Another option would be predictive HPA by Digital Ocean, which will try to predict how many replicas a resource should and application have.

Finally, autoscaling doesn't end with Pods - next step after setting up Pod autoscaling is to also set up cluster autoscaling to avoid running out of available resources in you whole cluster.

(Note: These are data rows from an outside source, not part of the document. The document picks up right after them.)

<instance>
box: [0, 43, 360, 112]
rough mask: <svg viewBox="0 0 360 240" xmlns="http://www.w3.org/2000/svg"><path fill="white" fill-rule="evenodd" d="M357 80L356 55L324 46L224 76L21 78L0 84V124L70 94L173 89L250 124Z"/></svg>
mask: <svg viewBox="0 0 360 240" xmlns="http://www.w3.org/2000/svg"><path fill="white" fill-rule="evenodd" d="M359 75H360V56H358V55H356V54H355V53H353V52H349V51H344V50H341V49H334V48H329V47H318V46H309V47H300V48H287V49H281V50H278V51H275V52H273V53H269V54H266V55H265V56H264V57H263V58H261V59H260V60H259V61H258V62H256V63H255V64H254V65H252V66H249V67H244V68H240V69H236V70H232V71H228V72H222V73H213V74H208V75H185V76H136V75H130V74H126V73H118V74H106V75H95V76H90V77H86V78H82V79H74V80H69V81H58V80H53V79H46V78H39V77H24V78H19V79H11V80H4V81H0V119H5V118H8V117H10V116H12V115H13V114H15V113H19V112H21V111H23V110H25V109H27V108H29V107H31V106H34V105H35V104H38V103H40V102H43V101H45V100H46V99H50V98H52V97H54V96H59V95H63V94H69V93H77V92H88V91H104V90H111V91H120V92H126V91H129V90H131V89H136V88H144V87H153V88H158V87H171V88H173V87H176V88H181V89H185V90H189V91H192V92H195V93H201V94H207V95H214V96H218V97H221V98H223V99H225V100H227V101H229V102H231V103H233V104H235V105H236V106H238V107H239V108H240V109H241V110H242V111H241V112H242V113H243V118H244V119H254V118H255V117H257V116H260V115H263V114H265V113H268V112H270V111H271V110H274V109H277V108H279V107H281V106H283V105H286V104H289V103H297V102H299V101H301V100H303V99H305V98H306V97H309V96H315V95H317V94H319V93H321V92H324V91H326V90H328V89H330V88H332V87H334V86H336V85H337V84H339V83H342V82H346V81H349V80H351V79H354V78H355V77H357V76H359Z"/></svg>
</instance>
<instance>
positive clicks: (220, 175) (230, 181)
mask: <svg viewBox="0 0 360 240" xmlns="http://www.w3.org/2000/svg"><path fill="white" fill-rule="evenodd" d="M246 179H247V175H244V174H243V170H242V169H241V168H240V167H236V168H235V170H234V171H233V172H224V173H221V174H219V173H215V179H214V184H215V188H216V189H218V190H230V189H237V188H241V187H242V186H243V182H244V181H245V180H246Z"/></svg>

Advanced Features of Kubernetes' Horizontal Pod Autoscaler (2024)
Top Articles
South Dakota Land & Lots For Sale - 2268 Listings | Zillow
South Dakota Houses With Land for Sale - 197 Properties
Craigslist Myrtle Beach Motorcycles For Sale By Owner
Tattoo Shops Lansing Il
Foxy Roxxie Coomer
Form V/Legends
Online Reading Resources for Students & Teachers | Raz-Kids
Gabriel Kuhn Y Daniel Perry Video
Ds Cuts Saugus
Teenbeautyfitness
Flights to Miami (MIA)
Truist Drive Through Hours
Locate Td Bank Near Me
Ncaaf Reference
Ap Chem Unit 8 Progress Check Mcq
Cincinnati Bearcats roll to 66-13 win over Eastern Kentucky in season-opener
Ladyva Is She Married
5808 W 110Th St Overland Park Ks 66211 Directions
How to Store Boiled Sweets
Hartland Liquidation Oconomowoc
Magic Mike's Last Dance Showtimes Near Marcus Cedar Creek Cinema
Bank Of America Financial Center Irvington Photos
The Menu Showtimes Near Regal Edwards Ontario Mountain Village
Officialmilarosee
Terry Bradshaw | Biography, Stats, & Facts
Pocono Recird Obits
Local Collector Buying Old Motorcycles Z1 KZ900 KZ 900 KZ1000 Kawasaki - wanted - by dealer - sale - craigslist
Divide Fusion Stretch Hoodie Daunenjacke für Herren | oliv
Mini-Mental State Examination (MMSE) – Strokengine
Vadoc Gtlvisitme App
Rugged Gentleman Barber Shop Martinsburg Wv
How Much Is An Alignment At Costco
123Moviestvme
Beaver Saddle Ark
Rocketpult Infinite Fuel
Rise Meadville Reviews
Go Smiles Herndon Reviews
Babylon 2022 Showtimes Near Cinemark Downey And Xd
Raisya Crow on LinkedIn: Breckie Hill Shower Video viral Cucumber Leaks VIDEO Click to watch full…
Red Dead Redemption 2 Legendary Fish Locations Guide (“A Fisher of Fish”)
303-615-0055
O'reilly's Palmyra Missouri
Tableaux, mobilier et objets d'art
Grizzly Expiration Date Chart 2023
Enr 2100
Tom Kha Gai Soup Near Me
Rheumatoid Arthritis Statpearls
Join MileSplit to get access to the latest news, films, and events!
Aaca Not Mine
Lagrone Funeral Chapel & Crematory Obituaries
Www.card-Data.com/Comerica Prepaid Balance
Noaa Duluth Mn
Latest Posts
Article information

Author: Tuan Roob DDS

Last Updated:

Views: 6509

Rating: 4.1 / 5 (42 voted)

Reviews: 81% of readers found this page helpful

Author information

Name: Tuan Roob DDS

Birthday: 1999-11-20

Address: Suite 592 642 Pfannerstill Island, South Keila, LA 74970-3076

Phone: +9617721773649

Job: Marketing Producer

Hobby: Skydiving, Flag Football, Knitting, Running, Lego building, Hunting, Juggling

Introduction: My name is Tuan Roob DDS, I am a friendly, good, energetic, faithful, fantastic, gentle, enchanting person who loves writing and wants to share my knowledge and understanding with you.